Data Security Flaws You Should Not Commit

Sep 25, 201921

Any company is likely to fail data security regardless of its size. Want an example? Even major players in the market, such as Amazon, Google and Yahoo, have already been affected by virtual attacks and stealth data leakage.

 

Not coincidentally, at least eight of the ten most common data security flaws are present in the corporate world, according to a study by the Center for Advanced Systems and Studies in Recife.

 

In this context, it is easy to understand the importance of strengthening data security in your company. Want to know how? Here are the 6 most common faults and understand how to prevent them:

 

1. Leak of sensitive information

 

Having confidential information - about internal strategies, customers and partners, for example - exposed on the internet can be a great harm to companies, be it financial or to the reputation of the brand in the market.

 

Leaked sensitive information can occur in a number of ways, but it is often the result of an organization's invasion by third parties. From there, attackers can leak user information or even open a doorway to malicious code on the system.

 

But how to avoid this? A good start is to classify the data according to its confidentiality and value to the organization, and then store it on servers with different levels of protection.

 

2. Bad management of access credentials

 

Anyone who obtains administrator access credentials could compromise your company's system, right? Therefore, keep strict control over these credentials and only use them in special situations, avoiding leaving them in the hands of inexperienced employees.

 

One tip is to map the use of sensitive data in your business by documenting how data moves through the system and who is responsible for access credentials. This way, you will have a more global view on the value data and what are the possible risks to information security.

 

3. Encryption failures

 

Encryption failures are especially damaging to a company's information security because, in general, the primary function of encryption is to protect sensitive data.

 

So, always prefer to leave the management of cryptographic keys and passwords in the hands of professionals trained to deal with the subject.

 

The most common cryptographic problems in organizations are:

 

- difficulties in understanding the methods and standards of encryption best suited to the needs of the company;

 

- absence of encryption on mobile devices used to access the enterprise system;

 

- sharing of encrypted data outside the company (via e-mail, for example);

 

- insufficient protection on desktops and notebooks used by employees;

 

- reporting access to protected files.

 

4. Access to social networks

 

Beyond procrastinating on social networks, your employees may be effectively leaking sensitive company data without realizing it.

 

This can occur in a variety of ways, either by posting private information to personal profiles or by causing vulnerabilities in online applications to penetrate corporate networks.

 

Another detail is that many smaller applications accessed through Facebook, usually developed by companies or individuals of dubious credibility, can also offer threats to your company's information security.

 

But not all threats are external: according to a study by Cyber-Ark Software, one-third of IT professionals interviewed admitted to spying on the corporate network, accessing sensitive data such as salary details, personal e-mails, and minutes of board meetings, for example.

 

Therefore, the best way out is to strengthen the layers of corporate network protection and establish a set of security rules for employees, specifying best practices for using company tools and systems.
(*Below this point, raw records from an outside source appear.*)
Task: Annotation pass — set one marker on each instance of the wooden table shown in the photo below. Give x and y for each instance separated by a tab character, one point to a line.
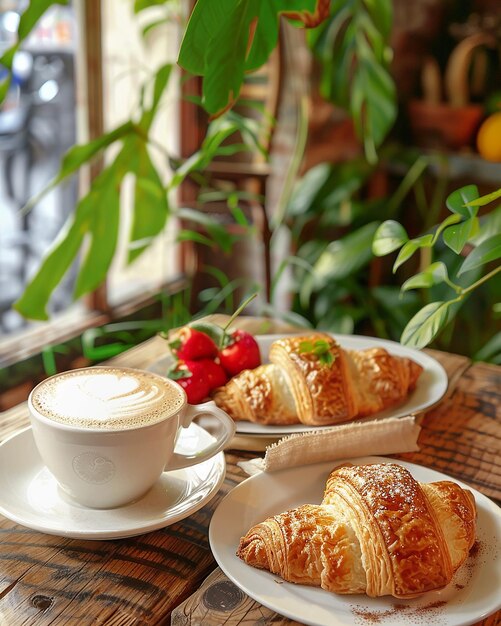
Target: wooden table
170	576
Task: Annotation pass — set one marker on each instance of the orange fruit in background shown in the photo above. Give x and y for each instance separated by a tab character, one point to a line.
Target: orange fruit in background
489	138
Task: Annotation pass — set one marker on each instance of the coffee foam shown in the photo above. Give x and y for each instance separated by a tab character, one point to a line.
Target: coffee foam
107	398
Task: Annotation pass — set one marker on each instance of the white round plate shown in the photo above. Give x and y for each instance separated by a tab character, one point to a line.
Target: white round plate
471	596
431	385
29	494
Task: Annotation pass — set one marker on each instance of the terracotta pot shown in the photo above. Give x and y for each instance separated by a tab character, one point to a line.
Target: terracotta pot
444	126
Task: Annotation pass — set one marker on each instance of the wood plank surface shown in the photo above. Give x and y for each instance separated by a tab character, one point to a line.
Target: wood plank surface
170	576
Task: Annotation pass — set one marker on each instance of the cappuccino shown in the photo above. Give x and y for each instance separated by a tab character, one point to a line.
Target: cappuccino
107	398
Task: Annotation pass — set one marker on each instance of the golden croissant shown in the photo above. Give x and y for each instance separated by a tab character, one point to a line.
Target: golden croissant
377	531
318	385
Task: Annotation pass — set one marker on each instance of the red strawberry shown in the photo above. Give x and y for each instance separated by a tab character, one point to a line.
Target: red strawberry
189	344
192	378
241	354
214	372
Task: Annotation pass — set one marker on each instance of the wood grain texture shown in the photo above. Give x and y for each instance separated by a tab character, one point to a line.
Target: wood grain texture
148	580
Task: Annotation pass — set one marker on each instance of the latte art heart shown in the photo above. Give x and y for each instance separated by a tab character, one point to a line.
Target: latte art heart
107	398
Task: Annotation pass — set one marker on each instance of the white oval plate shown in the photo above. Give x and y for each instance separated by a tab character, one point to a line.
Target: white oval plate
430	388
29	494
471	596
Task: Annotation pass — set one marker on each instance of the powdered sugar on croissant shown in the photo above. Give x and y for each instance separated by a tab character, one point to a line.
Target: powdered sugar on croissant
299	386
377	531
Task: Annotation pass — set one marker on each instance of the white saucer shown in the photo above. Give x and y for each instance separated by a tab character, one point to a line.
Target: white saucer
29	494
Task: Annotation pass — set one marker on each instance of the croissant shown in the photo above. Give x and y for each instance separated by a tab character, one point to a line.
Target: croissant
377	531
303	386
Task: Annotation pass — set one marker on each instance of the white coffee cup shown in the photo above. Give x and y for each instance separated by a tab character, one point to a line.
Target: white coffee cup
108	433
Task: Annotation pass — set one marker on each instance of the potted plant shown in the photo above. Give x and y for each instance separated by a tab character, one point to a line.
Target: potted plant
222	41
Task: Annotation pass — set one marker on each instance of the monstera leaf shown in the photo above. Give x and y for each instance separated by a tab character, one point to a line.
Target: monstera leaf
227	38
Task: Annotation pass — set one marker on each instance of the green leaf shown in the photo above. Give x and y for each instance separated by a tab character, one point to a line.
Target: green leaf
388	237
353	49
33	302
489	250
433	275
345	256
151	208
408	249
459	201
426	325
34	11
225	39
95	218
487	199
456	236
78	155
216	232
320	348
149	27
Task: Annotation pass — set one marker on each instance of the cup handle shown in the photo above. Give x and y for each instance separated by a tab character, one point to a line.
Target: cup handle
178	460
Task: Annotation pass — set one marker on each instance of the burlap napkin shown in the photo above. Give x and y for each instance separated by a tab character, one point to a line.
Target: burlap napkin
375	437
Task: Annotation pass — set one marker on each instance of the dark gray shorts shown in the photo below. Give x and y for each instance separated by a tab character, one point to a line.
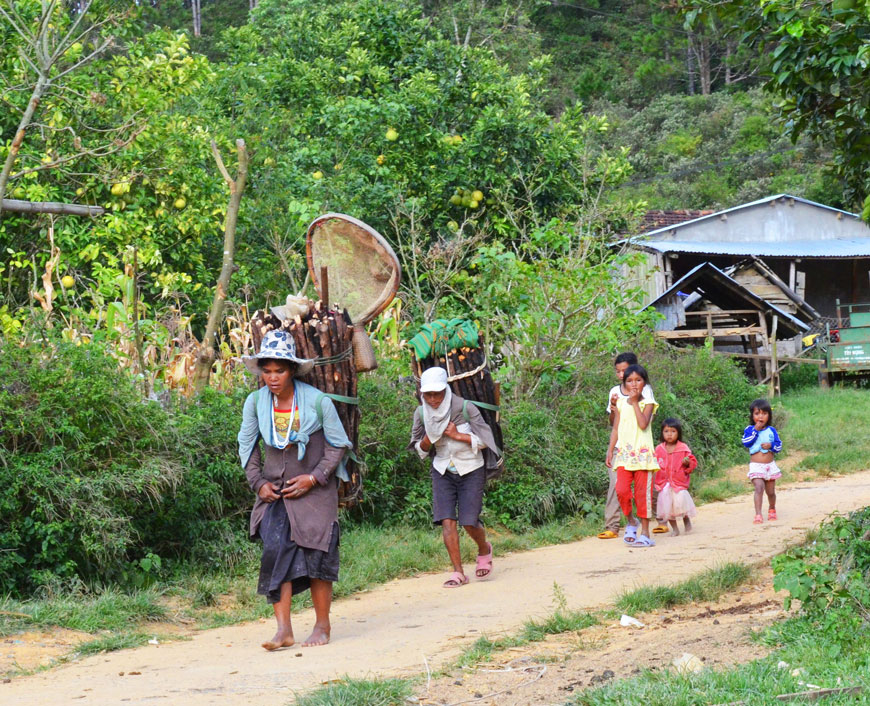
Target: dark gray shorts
465	492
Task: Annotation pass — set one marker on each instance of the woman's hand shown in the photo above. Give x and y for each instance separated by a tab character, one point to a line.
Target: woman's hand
297	487
268	492
451	431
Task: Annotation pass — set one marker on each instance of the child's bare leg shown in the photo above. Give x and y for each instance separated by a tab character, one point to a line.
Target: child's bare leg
759	494
644	526
770	488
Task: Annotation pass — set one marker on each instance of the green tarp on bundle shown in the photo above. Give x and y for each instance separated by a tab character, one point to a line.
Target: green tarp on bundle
442	336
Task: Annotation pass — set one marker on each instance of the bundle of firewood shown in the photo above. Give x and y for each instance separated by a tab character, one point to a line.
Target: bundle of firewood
469	377
324	335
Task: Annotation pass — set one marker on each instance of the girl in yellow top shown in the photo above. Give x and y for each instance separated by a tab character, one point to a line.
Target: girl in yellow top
632	453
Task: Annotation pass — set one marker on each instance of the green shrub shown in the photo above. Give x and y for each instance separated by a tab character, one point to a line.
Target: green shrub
100	485
830	576
98	482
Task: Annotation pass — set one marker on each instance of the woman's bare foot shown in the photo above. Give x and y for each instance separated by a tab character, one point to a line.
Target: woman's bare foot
283	638
319	636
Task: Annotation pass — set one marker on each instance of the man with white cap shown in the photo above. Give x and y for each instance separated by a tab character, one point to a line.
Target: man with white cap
453	434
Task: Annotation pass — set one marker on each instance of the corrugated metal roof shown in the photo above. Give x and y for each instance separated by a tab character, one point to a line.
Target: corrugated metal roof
695	278
742	206
654	220
835	247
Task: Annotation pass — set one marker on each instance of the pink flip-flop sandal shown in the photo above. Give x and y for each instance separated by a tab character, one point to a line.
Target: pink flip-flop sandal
455	580
484	563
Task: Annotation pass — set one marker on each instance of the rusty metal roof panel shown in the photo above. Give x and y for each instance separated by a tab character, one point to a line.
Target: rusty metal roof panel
835	247
725	212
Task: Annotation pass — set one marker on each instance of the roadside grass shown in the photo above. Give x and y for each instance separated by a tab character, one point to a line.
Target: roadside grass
825	662
706	586
199	599
832	426
533	631
359	692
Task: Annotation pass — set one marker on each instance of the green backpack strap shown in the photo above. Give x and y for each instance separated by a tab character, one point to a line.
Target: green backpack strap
318	408
318	403
485	405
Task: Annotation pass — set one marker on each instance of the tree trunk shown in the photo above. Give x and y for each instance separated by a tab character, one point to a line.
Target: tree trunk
38	91
729	51
690	66
206	356
704	72
196	9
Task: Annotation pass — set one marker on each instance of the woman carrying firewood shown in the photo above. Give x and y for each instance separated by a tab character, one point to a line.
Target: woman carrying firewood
453	434
296	510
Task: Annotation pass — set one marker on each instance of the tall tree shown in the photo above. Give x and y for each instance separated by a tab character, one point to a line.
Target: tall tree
50	45
814	55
After all, many data security flaws have as their main cause the misuse of virtual tools.

 

5. Inefficient protection on mobile devices

 

While the use of smartphones, tablets, and laptops in the workplace may have increased employee flexibility and productivity, it also poses a growing risk to information security.

 

The reason for this is simple: as corporate access points increase, keeping track of the vectors of vulnerability becomes an increasingly complex task.

 

And these multiple access points can serve as gateways to attacks on the corporate network. One possible route of entry, for example, is to use smartphones or USB devices to gain access to desktops and the business network via Wi-Fi.

 

In this case, it is imperative that companies also extend their security policies to the mobile devices used by employees, setting password and locking controls, adopting defense technologies, and even monitoring the reputation of certain mobile devices and applications.

 

6. Invasions and external attacks

 

When a user uses his or her organization's network to download, click on malicious links, or even open phishing emails, it is contributing to the entry of malware and other types of virtual traps into the system.

 

In addition, business devices that are not properly protected by antivirus, firewalls, and cryptographic applications are more vulnerable to intrusions and external attacks.

 

An example of an attack, though not as common, is CRLF Injection. Basically, it consists of inserting a CRLF sequence at the end of an HTTP line, allowing the attacker to manipulate the functions of a web application. This includes: getting access to the user's browser, removing pages from the air and performing cross-site scripting, for example.

 

Cross-site scripting (XXS), in turn, is a vulnerability caused by failures in user input parameters and in the application server response on the web. In practice, an attacker runs their code inside the company's website, and can modify HTML document sessions, steal user accounts and control the victim's browser, among other possibilities.

 

Therefore, to ensure the security of the business system, you can follow some guidelines:

 

- develop a robust protection strategy that applies to the organization as a whole;

 

- demonstrate to the business sector the strategic importance of addressing sensitive data with the right technologies, procedures and policies, as well as producing reports;

 

- upgrade the IT industry and consider hiring experts who can handle the latest threats to the infrastructure and security of the enterprise system.